Interoperability between Hive and Impala
This topic describes the changes made in CDP for the optimal interoperability between Hive and Impala for the improved user experience.
Statistics Interoperability Between Hive and Impala
New default behavior:
Statistics for tables are engine specific, namely, Hive or Impala, so that each engine could use its own statistics and not overwrite the statistics generated by the other engine.
When you issue the COMPUTE STATS
statement on Impala,
you need to issue the corresponding statement on Hive to ensure both
Hive and Impala statistics are accurate.
Impala COMPUTE STATS
command does not overwrite the
Hive stats for the same table.
Steps to switch to the CDH behavior:
There is no workaround.
Hive Default File Format Interoperability
New default behavior:
The managed tables created by Hive are of ORC file format, by default, and support full
transactional capabilities. If you create a table without specifying the STORED
AS
clause and load data from Hive, then such tables are not readable or writable by
Impala. But Impala can continue to read non-transactional and insert-only transactional ORC
tables.
Steps to switch to the CDH behavior:
- You must use the
STORED AS PARQUET
clause when you create tables in Hive if you want interoperability with Impala on those tables. - If you want to change this default file format at the system level, in the Hive_on_Tez
service configuration in Cloudera Manager, set the
hive_default_fileformat_managed field to
parquet
.
Impala supports a number of file formats used in Apache Hadoop. It can also load and query data files produced by other Hadoop components such as hive. After upgrading from any CDH 5.x version to CDP Private Cloud Base 7.1, if you create a RC file in Hive using the default LazyBinaryColumnarSerDe, Impala will not be able to read the RC file.
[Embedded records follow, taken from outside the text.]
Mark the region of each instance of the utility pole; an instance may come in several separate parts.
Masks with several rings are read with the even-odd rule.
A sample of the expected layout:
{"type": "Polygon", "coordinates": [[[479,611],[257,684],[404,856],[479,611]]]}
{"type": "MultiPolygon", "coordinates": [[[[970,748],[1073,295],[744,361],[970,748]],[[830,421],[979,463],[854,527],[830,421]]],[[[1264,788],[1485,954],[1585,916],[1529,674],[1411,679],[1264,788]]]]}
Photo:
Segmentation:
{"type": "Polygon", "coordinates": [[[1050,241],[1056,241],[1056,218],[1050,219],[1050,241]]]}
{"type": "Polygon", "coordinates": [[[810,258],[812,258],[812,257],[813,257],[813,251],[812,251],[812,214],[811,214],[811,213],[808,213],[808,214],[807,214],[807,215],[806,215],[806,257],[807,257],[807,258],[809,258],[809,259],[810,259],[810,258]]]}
However you can set the configuration option of hive.default.rcfile.serde to ColumnarSerDe to maintain the interoperability between hive and impala.
Managed and External Tablespace Directories
New default behavior:
- The data files for managed tables are located in warehouse
location specified by the Cloudera Manager configuration setting,
hive_warehouse_directory
. - The data files for external tables are located in warehouse
location specified by the Cloudera Manager configuration setting,
hive_warehouse_external_directory
.
If you perform file system level operations for adding/removing files on the table, you need to consider if its an external table or managed table to find the location of the table directory.
Steps to switch to the CDH behavior:
Check the output of the DESCRIBE FORMATTED
command to
find the table location.